As presented in the first three parts of this series, profitable use of digitization requires far more than mere mechanics. Spread across nearly three years and approaching 7,000 criteria points, deployment of layered and increasingly complex digitization solutions requires more than a popular theme.  

Like people, sometimes organizations do the right things for the wrong reasons. In an e-commerce world of B2B, B2C, C2C and B2G interlaced with pervasive Wi-Fi coverage, the march of structured and unstructured digital data grows at more than 100 percent compounded per year projected to reach 44 trillion gigabytes by 2020.   

To adapt and use unchecked digitization solution sets (where digitized data is moving from 22 percent usable to 37 percent), pundits are increasingly recommending cross-industry operating model for existing financial services firms–incorporate innovation incubators, create software firm cultures, use an Amazon-like approach to serving customers (i.e., retail).  It might from the recommendations that to be a viable financial services firm, you need to operate as anything but a financial services enterprise.  

Empirical analysis shows they are correct–but not for the reasons provided, let alone the preparation necessary to create enduring foundational changes.   

Moreover, some believe that there is no downside to digitization–just upside, and in most cases they would be correct. So, are we getting wiser? Are we better able to predict certainty outcomes with emerging solution sets? Is technology and its cultural integration becoming more transparent and predictable? Are we able to leap tall buildings with a single bound using layered digital solutions? (Just kidding on the last one.)  

It’s Been a Long Time Coming…

Since early 2013, I’ve been trying to ascertain the secret sauce for digitization success and longevity. For nearly three years, I’ve assembled hundreds of artifacts and thousands of pages of published research, case studies and recommendations spanning academics, consultants, vendors and thought leaders.   

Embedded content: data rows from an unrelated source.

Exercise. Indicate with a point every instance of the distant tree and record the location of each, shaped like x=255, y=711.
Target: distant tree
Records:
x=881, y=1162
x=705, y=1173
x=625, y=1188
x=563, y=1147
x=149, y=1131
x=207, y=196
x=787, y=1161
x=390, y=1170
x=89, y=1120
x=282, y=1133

However, as I attempted to assemble a common go-forward rationale, I realized that few ideas fit together and little of the solutions spanned more than a narrow range of applicability, or were just a macro blanket encompassing digitization inevitability.   Additionally, I believe and contrary to current tenets, that digitization may plant the seeds for the next great “depressional” shift as cross-domain workforces, consumers, investors, corporations, data and technology permanently transform trade, purchasing, supply chains and an ability to repay (or participate) in any economic interchanges.   

Digitization, the very thing that makes processes faster, data increasingly accurate and pointed and leaves consumers clamoring for more, could provide accessibility for foreign wars, cyber terrorism and unintended consequences that cannot be solved with central banker’s “extraordinary powers.” With a decade nearly gone since the start of the Great Recession and ensuing financial meltdowns, could we fathom how fast economic collapse would come with hybrid cloud solutions, data gathering, system interconnectedness and consumer power available with just mobile devices?  

A Framework for Success

To promote digitization success, a repeatable yet expandable framework needs to be adopted to aid with development and adherence to digital roadmaps across a high-regulated industry such as financial services. This framework must be able to deal with “drill-down” requirements so that custom crafted solutions aligned with culture, capabilities, infrastructure and more can be achieved.   

Figure 1 shows an adaptable framework that provides the foundation for action plans. Starting at the top, there are five functional divisions. These divisions can be broken into three segments–knowledge taxonomies, banking functions and digital categories. While concentration has centered on financial services capabilities, other industry models have been created for this approach, thus delivering repeatability and cross-industry adoption.   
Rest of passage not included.